Smarte Tische und Begleit-Roboter
Wie ein normaler Holztisch wirkt der Smart Table von Panasonic – tatsächlich ist er aber eine Schaltzentrale, die Fotos, Videos oder verpasste Anrufe anzeigt und eine Ladestation für Smartphones samt Induktionsplatte enthält, die den Kaffee wärmt. Über das große Display lässt sich zudem das gesamte Smart Home steuern. Eine andere Entwicklung des japanischen Unternehmens, der Desktop Companion Robot (Begleit-Roboter), verfügt über menschenähnliche Geschicklichkeit und nutzt hierfür Servosteuerungstechnologie.
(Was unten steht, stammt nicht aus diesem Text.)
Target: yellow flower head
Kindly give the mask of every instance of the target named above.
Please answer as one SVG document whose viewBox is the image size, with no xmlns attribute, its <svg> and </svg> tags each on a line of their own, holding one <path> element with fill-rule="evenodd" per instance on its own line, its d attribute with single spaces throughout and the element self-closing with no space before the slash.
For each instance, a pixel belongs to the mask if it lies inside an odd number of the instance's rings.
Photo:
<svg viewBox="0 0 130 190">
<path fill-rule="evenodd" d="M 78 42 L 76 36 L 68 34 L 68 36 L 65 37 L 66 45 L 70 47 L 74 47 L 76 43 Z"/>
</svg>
Eine auf KI basierende Verarbeitungstechnologie für natürliche Sprache lässt den Roboter klar und auf freundliche Art und Weise kommunizieren.
panasonic.de

HAL-Exoskelett
HAL hieß der neurotische Computer im Film „2001 – Odyssee im Weltraum“. Der HAL von Cyberdine steht für „Hybrid Assistive Limb“ und damit für eine Reihe von Anwendungen, etwa in der Therapie gehbehinderter Menschen. Dort verleiht er dem Patienten Stabilität und unterstützt dessen Bewegung. Gesteuert wird er durch Nervenimpulse des Patienten. Als Lendenwirbelstütze ermöglicht der Anzug es anderen Trägern, Lasten öfter heben zu können.
cyberdyne.jp

Optischer Blutflusssensor
Integriert in Smartphones und Wearables, misst diese Neuheit von Kyocera das Blutflussvolumen im Unterhautgewebe, überwacht den Stresslevel und kann bei Sportlern Dehydrierung oder Hitzeschlag vorbeugen. Dafür muss der Mini-Sensor mit einem Ohr, einem Finger oder der Stirn in Berührung kommen. Testmodelle sind ab April 2017 erhältlich, marktfähig sollen die Senoren bis März 2018 sein.